Re: [rcu] [ INFO: suspicious RCU usage. ]
From: Paul E. McKenney
Date: Wed Feb 04 2015 - 10:56:44 EST
On Wed, Feb 04, 2015 at 04:22:28PM +0100, Krzysztof Kozlowski wrote:
> On Åro, 2015-02-04 at 07:10 -0800, Paul E. McKenney wrote:
> > On Wed, Feb 04, 2015 at 03:16:27PM +0100, Krzysztof Kozlowski wrote:
> > > On Åro, 2015-02-04 at 05:14 -0800, Paul E. McKenney wrote:
> > > > On Wed, Feb 04, 2015 at 01:00:18PM +0000, Russell King - ARM Linux wrote:
> > > > > On Wed, Feb 04, 2015 at 12:39:07PM +0100, Krzysztof Kozlowski wrote:
> > > > > > +Cc some ARM people
> > > > >
> > > > > I wish that people would CC this list with problems seen on ARM. I'm
> > > > > minded to just ignore this message because of this in the hope that by
> > > > > doing so, people will learn something...
> > > > >
> > > > > > > Another thing I could do would be to have an arch-specific Kconfig
> > > > > > > variable that made ARM responsible for informing RCU that the CPU
> > > > > > > was departing, which would allow a call to as follows to be placed
> > > > > > > immediately after the complete():
> > > > > > >
> > > > > > > rcu_cpu_notify(NULL, CPU_DYING_IDLE, (void *)(long)smp_processor_id());
> > > > > > >
> > > > > > > Note: This absolutely requires that the rcu_cpu_notify() -always-
> > > > > > > be allowed to execute!!! This will not work if there is -any- possibility
> > > > > > > of __cpu_die() powering off the outgoing CPU before the call to
> > > > > > > rcu_cpu_notify() returns.
> > > > >
> > > > > Exactly, so that's not going to be possible. The completion at that
> > > > > point marks the point at which power _could_ be removed from the CPU
> > > > > going down.
> > > >
> > > > OK, sounds like a polling loop is required.
> > >
> > > I thought about using wait_on_bit() in __cpu_die() (the waiting thread)

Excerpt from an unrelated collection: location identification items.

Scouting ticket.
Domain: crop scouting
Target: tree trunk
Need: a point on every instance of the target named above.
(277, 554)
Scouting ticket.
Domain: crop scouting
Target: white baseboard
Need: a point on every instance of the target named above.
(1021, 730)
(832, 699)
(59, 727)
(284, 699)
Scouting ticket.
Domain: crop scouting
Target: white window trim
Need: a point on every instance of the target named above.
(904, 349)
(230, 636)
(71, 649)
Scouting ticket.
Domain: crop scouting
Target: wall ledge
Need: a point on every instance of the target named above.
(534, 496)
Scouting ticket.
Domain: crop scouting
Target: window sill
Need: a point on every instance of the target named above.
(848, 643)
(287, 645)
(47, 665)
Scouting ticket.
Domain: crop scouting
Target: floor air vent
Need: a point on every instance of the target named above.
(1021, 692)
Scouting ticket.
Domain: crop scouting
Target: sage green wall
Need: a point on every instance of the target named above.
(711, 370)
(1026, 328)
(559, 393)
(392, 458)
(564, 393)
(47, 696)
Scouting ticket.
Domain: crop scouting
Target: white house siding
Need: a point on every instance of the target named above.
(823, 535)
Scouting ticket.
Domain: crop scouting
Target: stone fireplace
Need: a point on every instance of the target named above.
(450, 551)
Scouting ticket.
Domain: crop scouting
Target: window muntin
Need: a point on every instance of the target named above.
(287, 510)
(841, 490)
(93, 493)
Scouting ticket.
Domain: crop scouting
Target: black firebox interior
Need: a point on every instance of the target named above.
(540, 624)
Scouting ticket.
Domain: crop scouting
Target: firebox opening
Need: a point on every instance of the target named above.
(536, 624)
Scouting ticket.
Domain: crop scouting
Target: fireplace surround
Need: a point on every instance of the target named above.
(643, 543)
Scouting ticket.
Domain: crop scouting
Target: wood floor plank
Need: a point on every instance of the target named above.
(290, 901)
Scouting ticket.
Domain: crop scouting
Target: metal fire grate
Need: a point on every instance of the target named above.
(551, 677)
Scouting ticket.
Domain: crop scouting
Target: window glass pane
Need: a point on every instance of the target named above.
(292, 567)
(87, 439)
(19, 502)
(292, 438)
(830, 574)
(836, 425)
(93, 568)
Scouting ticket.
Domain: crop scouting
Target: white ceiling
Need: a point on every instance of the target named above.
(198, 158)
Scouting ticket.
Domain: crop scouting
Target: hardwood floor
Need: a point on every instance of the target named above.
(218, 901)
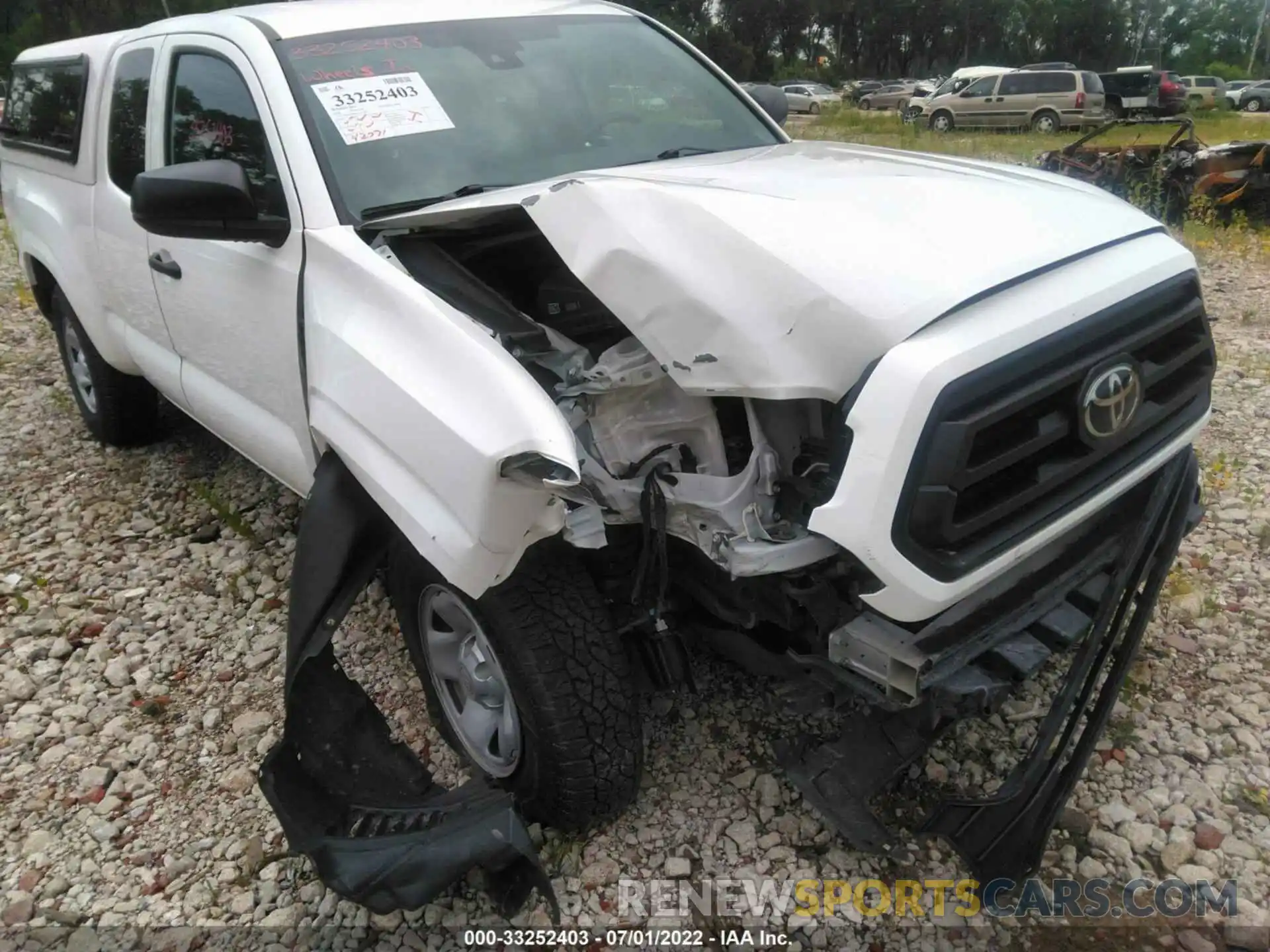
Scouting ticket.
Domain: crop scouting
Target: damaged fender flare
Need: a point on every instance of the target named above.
(361, 807)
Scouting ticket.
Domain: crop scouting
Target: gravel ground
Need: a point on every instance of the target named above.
(142, 631)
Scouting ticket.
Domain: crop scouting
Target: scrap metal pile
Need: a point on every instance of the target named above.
(1174, 179)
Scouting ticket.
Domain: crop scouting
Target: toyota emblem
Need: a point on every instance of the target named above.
(1111, 400)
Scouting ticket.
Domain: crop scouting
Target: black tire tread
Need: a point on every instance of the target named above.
(127, 407)
(573, 684)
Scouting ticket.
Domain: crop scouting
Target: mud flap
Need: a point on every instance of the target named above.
(359, 804)
(1002, 837)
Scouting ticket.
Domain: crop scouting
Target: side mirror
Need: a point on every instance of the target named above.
(773, 100)
(208, 200)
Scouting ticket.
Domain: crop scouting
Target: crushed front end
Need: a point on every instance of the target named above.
(1091, 596)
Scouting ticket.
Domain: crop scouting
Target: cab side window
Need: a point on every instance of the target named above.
(130, 95)
(211, 116)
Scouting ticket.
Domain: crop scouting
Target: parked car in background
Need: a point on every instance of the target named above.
(894, 97)
(1205, 92)
(959, 80)
(1143, 91)
(1255, 98)
(864, 88)
(810, 98)
(1232, 92)
(1044, 102)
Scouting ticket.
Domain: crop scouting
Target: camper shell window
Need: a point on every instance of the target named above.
(45, 110)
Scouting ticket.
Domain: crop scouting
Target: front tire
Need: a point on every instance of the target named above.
(118, 409)
(1047, 124)
(571, 746)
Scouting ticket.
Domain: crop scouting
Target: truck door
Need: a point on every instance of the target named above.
(232, 307)
(125, 280)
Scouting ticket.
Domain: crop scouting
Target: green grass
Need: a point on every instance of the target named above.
(1201, 233)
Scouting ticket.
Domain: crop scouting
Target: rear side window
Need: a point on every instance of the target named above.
(982, 88)
(212, 116)
(1056, 81)
(126, 141)
(45, 111)
(1014, 84)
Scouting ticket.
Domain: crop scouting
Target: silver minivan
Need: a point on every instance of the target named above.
(1040, 100)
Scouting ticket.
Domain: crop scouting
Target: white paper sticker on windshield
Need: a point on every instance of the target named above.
(381, 107)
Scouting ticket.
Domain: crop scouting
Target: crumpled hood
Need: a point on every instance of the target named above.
(783, 272)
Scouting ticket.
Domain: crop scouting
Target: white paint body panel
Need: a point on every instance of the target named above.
(769, 273)
(232, 315)
(893, 407)
(423, 404)
(780, 263)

> > > and clearing the bit on CPU being powered down. What do you think about
> > > such idea?
> >
> > Hmmm... It looks to me that wait_on_bit() calls out_of_line_wait_on_bit(),
> > which in turn calls __wait_on_bit(), which calls prepare_to_wait() and
> > finish_wait(). These are in the scheduler, but this is being called from
> > the CPU that remains online, so that should be OK.
> >
> > But what do you invoke on the outgoing CPU? Can you get away with
> > simply clearing the bit, or do you also have to do a wakeup? It looks
> > to me like a wakeup is required, which would be illegal on the outgoing
> > CPU, which is at a point where it cannot legally invoke the scheduler.
> > Or am I missing something?
>
> Actually the timeout versions but I think that doesn't matter.
> The wait_on_bit will busy-loop with testing for the bit. Inside the loop
> it calls the 'action' which in my case will be bit_wait_io_timeout().
> This calls schedule_timeout().
Ah, good point.
> See proof of concept in attachment. One observed issue: hot unplug from
> commandline takes a lot more time. About 7 seconds instead of ~0.5.
> Probably I did something wrong.
Well, you do set the timeout to five seconds, and so if the condition
does not get set before the surviving CPU finds its way to the
out_of_line_wait_on_bit_timeout(), you are guaranteed to wait for at
least five seconds.
One alternative approach would be to have a loop around a series of
shorter waits. Other thoughts?
> > You know, this situation is giving me a bad case of nostalgia for the
> > old Sequent Symmetry and NUMA-Q hardware. On those platforms, the
> > outgoing CPU could turn itself off, and thus didn't need to tell some
> > other CPU when it was ready to be turned off. Seems to me that this
> > self-turn-off capability would be a great feature for future systems!
>
> There are a lot more issues with hotplug on ARM...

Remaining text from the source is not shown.